Commercial Mortgages

Have you always wanted to own a pub or restaurant? Do you need to relocate an office or factory and want to own the premises? If so a commercial mortgage may be the answer to raising the extra funds you need. Below is a selection of the types of commercial mortgage that may help fund your business:-

  • Leisure property industry mortgage
  • Professional property mortgage
  • Office or industrial property mortgage
  • Retail or Commercial property mortgage
  • Care home and specialist property mortgage

Semi-commercial properties involving a residential property element will be treated by financial institutions purely as a commercial mortgage proposition. A shop with a flat above it or a residential property that has partly been converted into a public house will need a commercial mortgage not a standard mortgage..

Agricultural mortgages to fund farm and landowners are a more specialist subject.

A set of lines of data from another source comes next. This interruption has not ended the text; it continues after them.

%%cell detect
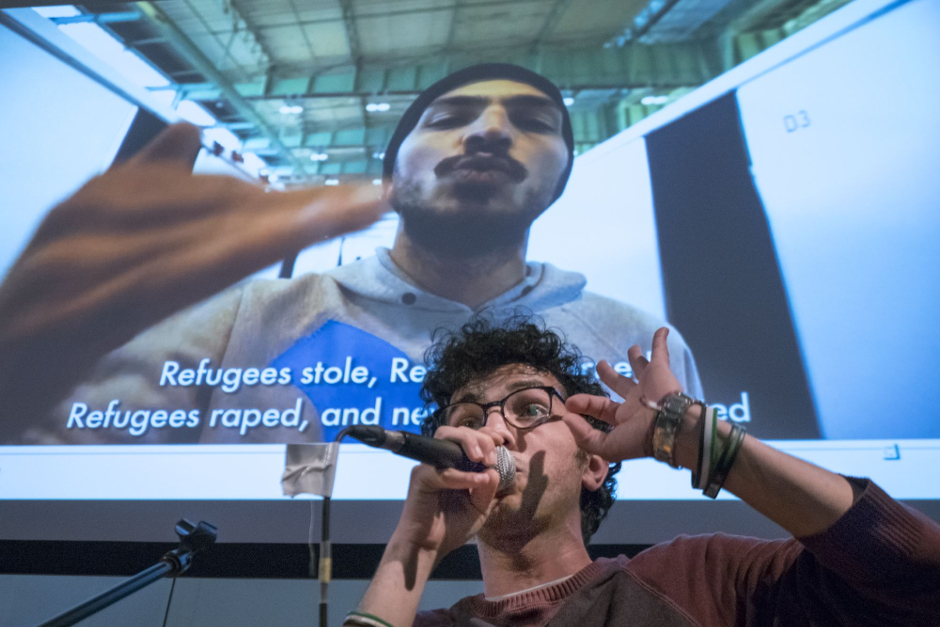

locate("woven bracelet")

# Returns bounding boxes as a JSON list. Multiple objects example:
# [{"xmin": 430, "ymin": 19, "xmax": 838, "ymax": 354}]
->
[{"xmin": 343, "ymin": 612, "xmax": 392, "ymax": 627}]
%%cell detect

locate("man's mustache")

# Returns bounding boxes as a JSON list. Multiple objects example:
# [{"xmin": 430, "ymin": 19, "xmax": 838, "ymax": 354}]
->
[{"xmin": 434, "ymin": 155, "xmax": 529, "ymax": 183}]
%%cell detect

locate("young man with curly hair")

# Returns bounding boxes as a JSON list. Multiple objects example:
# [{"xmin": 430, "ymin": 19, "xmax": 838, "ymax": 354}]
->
[{"xmin": 346, "ymin": 319, "xmax": 940, "ymax": 627}]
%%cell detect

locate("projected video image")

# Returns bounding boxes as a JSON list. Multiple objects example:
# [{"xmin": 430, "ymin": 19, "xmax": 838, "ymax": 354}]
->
[{"xmin": 0, "ymin": 3, "xmax": 940, "ymax": 456}]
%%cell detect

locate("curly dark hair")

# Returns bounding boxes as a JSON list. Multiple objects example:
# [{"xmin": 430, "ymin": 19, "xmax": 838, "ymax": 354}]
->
[{"xmin": 421, "ymin": 313, "xmax": 620, "ymax": 545}]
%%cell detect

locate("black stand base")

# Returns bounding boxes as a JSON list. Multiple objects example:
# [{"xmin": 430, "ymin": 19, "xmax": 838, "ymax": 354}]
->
[{"xmin": 39, "ymin": 519, "xmax": 217, "ymax": 627}]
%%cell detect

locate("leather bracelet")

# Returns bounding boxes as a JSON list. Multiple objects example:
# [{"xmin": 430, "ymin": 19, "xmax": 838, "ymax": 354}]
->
[
  {"xmin": 653, "ymin": 393, "xmax": 693, "ymax": 468},
  {"xmin": 702, "ymin": 425, "xmax": 747, "ymax": 499}
]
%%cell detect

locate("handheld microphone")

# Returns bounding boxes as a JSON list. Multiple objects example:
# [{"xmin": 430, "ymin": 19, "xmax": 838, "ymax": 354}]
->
[{"xmin": 345, "ymin": 425, "xmax": 516, "ymax": 490}]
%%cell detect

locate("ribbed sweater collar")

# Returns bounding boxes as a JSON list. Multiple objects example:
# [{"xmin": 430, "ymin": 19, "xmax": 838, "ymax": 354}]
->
[{"xmin": 467, "ymin": 559, "xmax": 621, "ymax": 619}]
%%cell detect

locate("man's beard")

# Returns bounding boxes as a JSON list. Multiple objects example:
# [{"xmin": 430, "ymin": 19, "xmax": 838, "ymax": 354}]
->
[{"xmin": 389, "ymin": 181, "xmax": 550, "ymax": 259}]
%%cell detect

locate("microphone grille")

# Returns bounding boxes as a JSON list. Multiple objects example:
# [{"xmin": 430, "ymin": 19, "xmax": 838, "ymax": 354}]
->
[{"xmin": 496, "ymin": 446, "xmax": 516, "ymax": 491}]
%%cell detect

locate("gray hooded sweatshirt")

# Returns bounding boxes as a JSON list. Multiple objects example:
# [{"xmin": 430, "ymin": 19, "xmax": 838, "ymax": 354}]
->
[{"xmin": 33, "ymin": 248, "xmax": 702, "ymax": 444}]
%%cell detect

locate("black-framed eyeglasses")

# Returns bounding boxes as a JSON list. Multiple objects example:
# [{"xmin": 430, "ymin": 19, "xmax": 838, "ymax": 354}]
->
[{"xmin": 434, "ymin": 385, "xmax": 565, "ymax": 429}]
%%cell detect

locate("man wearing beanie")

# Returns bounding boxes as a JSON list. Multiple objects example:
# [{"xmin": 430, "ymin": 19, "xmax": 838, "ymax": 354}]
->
[{"xmin": 0, "ymin": 63, "xmax": 701, "ymax": 443}]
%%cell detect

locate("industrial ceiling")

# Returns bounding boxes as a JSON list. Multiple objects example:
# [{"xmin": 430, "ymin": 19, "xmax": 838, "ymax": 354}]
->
[{"xmin": 29, "ymin": 0, "xmax": 846, "ymax": 185}]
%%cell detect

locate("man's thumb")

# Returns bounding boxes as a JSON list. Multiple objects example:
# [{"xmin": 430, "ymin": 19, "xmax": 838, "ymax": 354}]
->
[{"xmin": 127, "ymin": 122, "xmax": 202, "ymax": 172}]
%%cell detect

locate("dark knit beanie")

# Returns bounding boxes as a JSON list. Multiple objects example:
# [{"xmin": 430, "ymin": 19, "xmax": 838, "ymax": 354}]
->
[{"xmin": 382, "ymin": 63, "xmax": 574, "ymax": 202}]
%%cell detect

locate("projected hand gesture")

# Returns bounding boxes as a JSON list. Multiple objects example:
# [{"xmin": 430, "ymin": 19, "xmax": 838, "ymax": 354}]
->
[
  {"xmin": 0, "ymin": 124, "xmax": 385, "ymax": 427},
  {"xmin": 563, "ymin": 327, "xmax": 682, "ymax": 462}
]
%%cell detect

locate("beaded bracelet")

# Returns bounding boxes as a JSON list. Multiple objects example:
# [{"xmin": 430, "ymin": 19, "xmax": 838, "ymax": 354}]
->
[
  {"xmin": 692, "ymin": 407, "xmax": 719, "ymax": 490},
  {"xmin": 689, "ymin": 401, "xmax": 708, "ymax": 488},
  {"xmin": 703, "ymin": 425, "xmax": 747, "ymax": 499}
]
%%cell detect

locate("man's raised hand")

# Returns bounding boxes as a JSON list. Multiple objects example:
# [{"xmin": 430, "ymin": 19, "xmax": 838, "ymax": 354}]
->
[
  {"xmin": 0, "ymin": 124, "xmax": 385, "ymax": 427},
  {"xmin": 563, "ymin": 327, "xmax": 682, "ymax": 462}
]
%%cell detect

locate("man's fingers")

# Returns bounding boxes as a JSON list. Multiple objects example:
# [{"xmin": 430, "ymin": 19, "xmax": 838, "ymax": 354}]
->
[
  {"xmin": 597, "ymin": 361, "xmax": 636, "ymax": 398},
  {"xmin": 562, "ymin": 414, "xmax": 607, "ymax": 457},
  {"xmin": 288, "ymin": 184, "xmax": 388, "ymax": 246},
  {"xmin": 627, "ymin": 344, "xmax": 650, "ymax": 380},
  {"xmin": 470, "ymin": 468, "xmax": 499, "ymax": 515},
  {"xmin": 651, "ymin": 327, "xmax": 669, "ymax": 368},
  {"xmin": 127, "ymin": 122, "xmax": 202, "ymax": 172},
  {"xmin": 565, "ymin": 394, "xmax": 620, "ymax": 425}
]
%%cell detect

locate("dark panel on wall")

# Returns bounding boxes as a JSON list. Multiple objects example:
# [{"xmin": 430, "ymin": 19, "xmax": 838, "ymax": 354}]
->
[{"xmin": 646, "ymin": 93, "xmax": 820, "ymax": 439}]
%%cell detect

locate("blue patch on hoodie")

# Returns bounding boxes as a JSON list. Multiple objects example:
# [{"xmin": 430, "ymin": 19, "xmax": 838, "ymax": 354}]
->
[{"xmin": 271, "ymin": 320, "xmax": 425, "ymax": 442}]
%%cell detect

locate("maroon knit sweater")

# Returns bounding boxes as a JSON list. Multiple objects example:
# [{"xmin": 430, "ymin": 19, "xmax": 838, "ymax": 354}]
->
[{"xmin": 414, "ymin": 480, "xmax": 940, "ymax": 627}]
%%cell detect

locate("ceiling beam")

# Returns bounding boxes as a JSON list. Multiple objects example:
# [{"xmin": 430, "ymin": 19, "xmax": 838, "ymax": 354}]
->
[
  {"xmin": 134, "ymin": 2, "xmax": 306, "ymax": 173},
  {"xmin": 229, "ymin": 40, "xmax": 717, "ymax": 100},
  {"xmin": 532, "ymin": 0, "xmax": 571, "ymax": 50},
  {"xmin": 339, "ymin": 0, "xmax": 362, "ymax": 65}
]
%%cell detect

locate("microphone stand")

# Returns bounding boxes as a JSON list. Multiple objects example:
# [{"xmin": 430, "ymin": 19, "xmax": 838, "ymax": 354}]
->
[{"xmin": 39, "ymin": 518, "xmax": 217, "ymax": 627}]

Advantages of buying business premises

  • Mortgage repayments are likely to be similar to a rental payment on the same property. Commercial mortgages tend to be individually priced.
  • Your business wont be exposed to any sudden rent increases
  • Free space may be sublet reducing your monthly repayments but you may require permission from your lender so check when negotiating your mortgage
  • Interest payments on a commercial mortgage are tax-deductible. Normal
  • Household mortgages are not tax deductible.
  • Gains in value of the property will increase shareholders or owners capital and business worth.
  • As your business grows, you may be able to extend your existing premises, avoiding relocation costs

Disadvantages of buying business premises

  • A substantial deposit of at least 25% will be needed and that may be money needed for more important business purposes.
  • Your business needs to find the cash to make regular repayments.
  • If you own premises, you may find it harder to relocate your business, because selling business premises is not always easy.
  • If you rent, you may be able to negotiate to end your rental agreement, or to find another organisation to take over your tenancy.
  • If you have a variable rate mortgage, you are exposed to increases in interest rates.
  • Owning a property means you’ll be responsible for maintenance, fixtures and fittings, insurance, decoration and security.
  • Any fall in the value of the property will decrease your capital.
  • Mortgages are usually for 15 years or more and the property itself is at risk if payments are not made on time.

What Interest Rates and Other Issues Need Considering?

  • · With regard to rates a benchmark to consider would be Bank Base Rate + 2% to 3.5%. Evidence of trading accounts and a business proposal will be needed to secure competitive funding.
  • · Most banks and building societies offer commercial mortgages, but you must satisfy their criteria.
  • · Most lenders require a positive personal credit rating and clear evidence that your business is creditworthy.
  • · Most lenders will apply a loan-to-value ratio (the loan amount divided by the current market value of the property expressed as a percentage) and will expect you to invest a proportion of your own money in the purchase.
  • · The lender’s decision will also depend on your current business circumstances. A commercial lender will expect your business to be stable and profitable.
  • · Check that any lender does not impose restrictions on the property.